Por María Teresa Arbeláez

El miércoles 28 el diario oficialista Vea anunciaba el arranque de las guarimbas en Venezuela, a propósito de la marcha estudiantil hacia la Asamblea Nacional que exigiría a ese cuerpo que legislara para el país y no para el Presidente y que de una vez por todas regresara la señal Radio Caracas Televisión, incautada hace un año.

 Los chamos llegaron a la Asamblea en medio de una “custodia” militar extrema y bajo los insultos de un grupo de rojo, entregaron su documento y se fueron, reseñados por la prensa nacional e internacional. Pero ese mismo día, Venezuela estaba encendida en diversos y variados focos de protestas que se tradujeron en trancas de calles, avenidas, tomas de plazas y autopistas.

¿Guarimbas planificadas o descontento de una población que pide el cumplimiento de promesas?

Estudiantes, transportistas y conductores, diversas protestas, gran descontento (fotos El Nacional y 2001)

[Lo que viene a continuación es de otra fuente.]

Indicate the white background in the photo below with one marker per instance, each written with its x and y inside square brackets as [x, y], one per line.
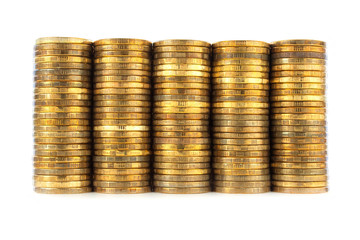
[24, 214]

Aun cuando el término “guarimba” no aparece en ningún diccionario (Real Academia, Venezolanismos, o en los blogs dedicados al tema) comenzó a usarse en 2004 cuando se desataron focos de violencia en diversos puntos del país. La única referencia conseguida con respecto a la palabra es de Haiman El Troudi, el flamante Ministro de Planificación, que en un curso gratuito en internet narra la Historia de la Revolución Bolivariana y en el capítulo dedicado a “Guarimbas, paramilitarismo y proceso de reparos” le atribuye la palabra a Robert Alonso y sostiene que “a finales de febrero (2004) e inicios de marzo se activa la ‘GUARIMBA’ o ‘territorio’ de acuerdo a uno de nuestros dialectos indígenas. La Guarimba incorporaría elementos de guerrilla urbana a las manifestaciones opositoras”.

“El propósito de las acciones de violencia callejera era crear condiciones caóticas y de desestabilización política en el país, la cual sería alimentada por la acción magnificadora de los medios de comunicación privados”, dice El Troudi.

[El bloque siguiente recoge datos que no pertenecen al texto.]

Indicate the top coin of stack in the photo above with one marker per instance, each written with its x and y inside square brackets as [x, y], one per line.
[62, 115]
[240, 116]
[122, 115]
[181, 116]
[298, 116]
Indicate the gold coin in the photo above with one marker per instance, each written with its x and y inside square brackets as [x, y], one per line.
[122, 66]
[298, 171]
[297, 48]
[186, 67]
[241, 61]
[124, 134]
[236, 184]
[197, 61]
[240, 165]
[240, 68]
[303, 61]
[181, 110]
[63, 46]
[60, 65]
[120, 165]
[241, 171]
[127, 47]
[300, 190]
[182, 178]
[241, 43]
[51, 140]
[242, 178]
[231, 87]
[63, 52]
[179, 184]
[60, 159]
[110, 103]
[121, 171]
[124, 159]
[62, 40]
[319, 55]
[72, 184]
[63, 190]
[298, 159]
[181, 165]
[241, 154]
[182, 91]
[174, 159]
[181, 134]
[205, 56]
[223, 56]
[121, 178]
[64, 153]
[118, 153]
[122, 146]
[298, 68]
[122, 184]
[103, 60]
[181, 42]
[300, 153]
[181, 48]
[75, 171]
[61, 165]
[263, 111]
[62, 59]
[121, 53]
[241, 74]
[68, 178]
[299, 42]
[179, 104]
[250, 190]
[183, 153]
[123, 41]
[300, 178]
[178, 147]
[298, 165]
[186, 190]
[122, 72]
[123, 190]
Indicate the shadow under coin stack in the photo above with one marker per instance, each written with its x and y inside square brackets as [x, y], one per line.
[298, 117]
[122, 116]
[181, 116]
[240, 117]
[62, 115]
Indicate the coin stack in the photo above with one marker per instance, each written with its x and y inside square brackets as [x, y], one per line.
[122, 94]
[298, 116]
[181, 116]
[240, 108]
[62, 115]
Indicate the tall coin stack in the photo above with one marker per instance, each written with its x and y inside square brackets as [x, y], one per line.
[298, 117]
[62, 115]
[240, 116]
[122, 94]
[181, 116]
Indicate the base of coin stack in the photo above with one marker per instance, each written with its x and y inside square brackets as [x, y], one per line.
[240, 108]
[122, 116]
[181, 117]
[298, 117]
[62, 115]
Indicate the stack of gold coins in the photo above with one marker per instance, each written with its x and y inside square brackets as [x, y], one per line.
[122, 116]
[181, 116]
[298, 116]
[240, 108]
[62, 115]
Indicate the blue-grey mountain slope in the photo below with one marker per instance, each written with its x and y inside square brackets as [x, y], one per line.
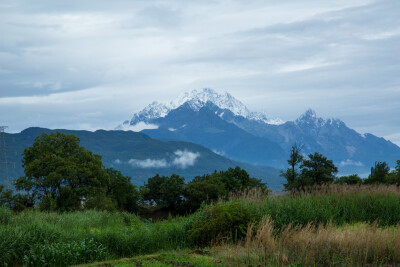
[223, 124]
[139, 156]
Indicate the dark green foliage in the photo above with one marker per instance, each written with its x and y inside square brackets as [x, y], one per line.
[222, 220]
[57, 167]
[164, 191]
[315, 170]
[349, 179]
[291, 174]
[65, 254]
[122, 191]
[218, 185]
[207, 191]
[378, 173]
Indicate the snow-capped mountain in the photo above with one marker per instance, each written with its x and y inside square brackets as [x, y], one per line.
[225, 125]
[196, 100]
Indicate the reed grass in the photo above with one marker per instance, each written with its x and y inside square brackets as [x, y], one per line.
[356, 245]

Desde entonces la palabra guarimba se convirtió en sinónimo de crítica, protesta, reparo, reprobación, pero para el gobierno. Se transformó en adjetivo, sustantivo y verbo. Todo el que no porte una franela o una gorra roja que diga algo en que no favorezca a la revolución, es guarimbero, si hay una toma, es una guarimba, y si están en una marcha, están guarimbeando.

 Pero hoy en día el término se usa para enmascarar lo que calificó César Miguel Rondón en su programa radial de la mañana, mientras leía los titulares de los periódicos, como un “caos nacional”. Un paneo por los titulares de El Nacional , El Universal y Últimas Noticias , entre el miércoles 28 -el día del anuncio de Vea- y el viernes 30 de mayo refleja el desbarajuste en el que se encuentra el país: Los carniceros cerraron sus negocios y trancaron la vía en La Vega protestando por el acoso del Indecu y los bajos precios del producto que les impiden ganancia; 1.200 médicos y el Sindicato de Salud, ambos de Aragua, se declararon en paro indefinido exigiendo contratación colectiva, mientras que en Caracas los galenos desconocieron al Colegio y crearon una asociación; en la Maternidad Concepción Palacios los médicos pidieron a las parturientas que no vayan allá porque hay un colapso funcional y en el Hospital Psiquiátrico El Peñón anunciaron también paralización de actividades.

Foto: Los carniceros iniciaron la semana de trancas, foto El Nacional 

El zaperoco no termina ahí: en Valencia un grupo de adultos mayores tomó la Plaza Santa Rosa para exigir ser incluidos en el sistema de protección del Seguro Social; en La Boyera, trás el asesinato de un transportista,  el resto de los conductores y familiares de la víctima trancaron las vías por cuatro horas y al día siguiente chóferes de 50 líneas de transporte público cerraron las avenidas Libertador y Solano de la capital reclamando a Fontur la entrega de las unidades nuevas prometidas desde 2006; vecinos de la Carretera Vieja bloquearon la autopista Caracas-La Guaira por tres horas en protesta porque los entes oficiales no les responden qué hicieron con los 50 millardos de bolívares aprobados para obras de la comunidad.

Al final de la semana, los temidos estudiantes fueron los más tranquilitos. Porque si guarimba es protesta, desilusión, impotencia, desaliento o hartazgo, Venezuela está enguarimbada.Todo depende con el cristal que se mire.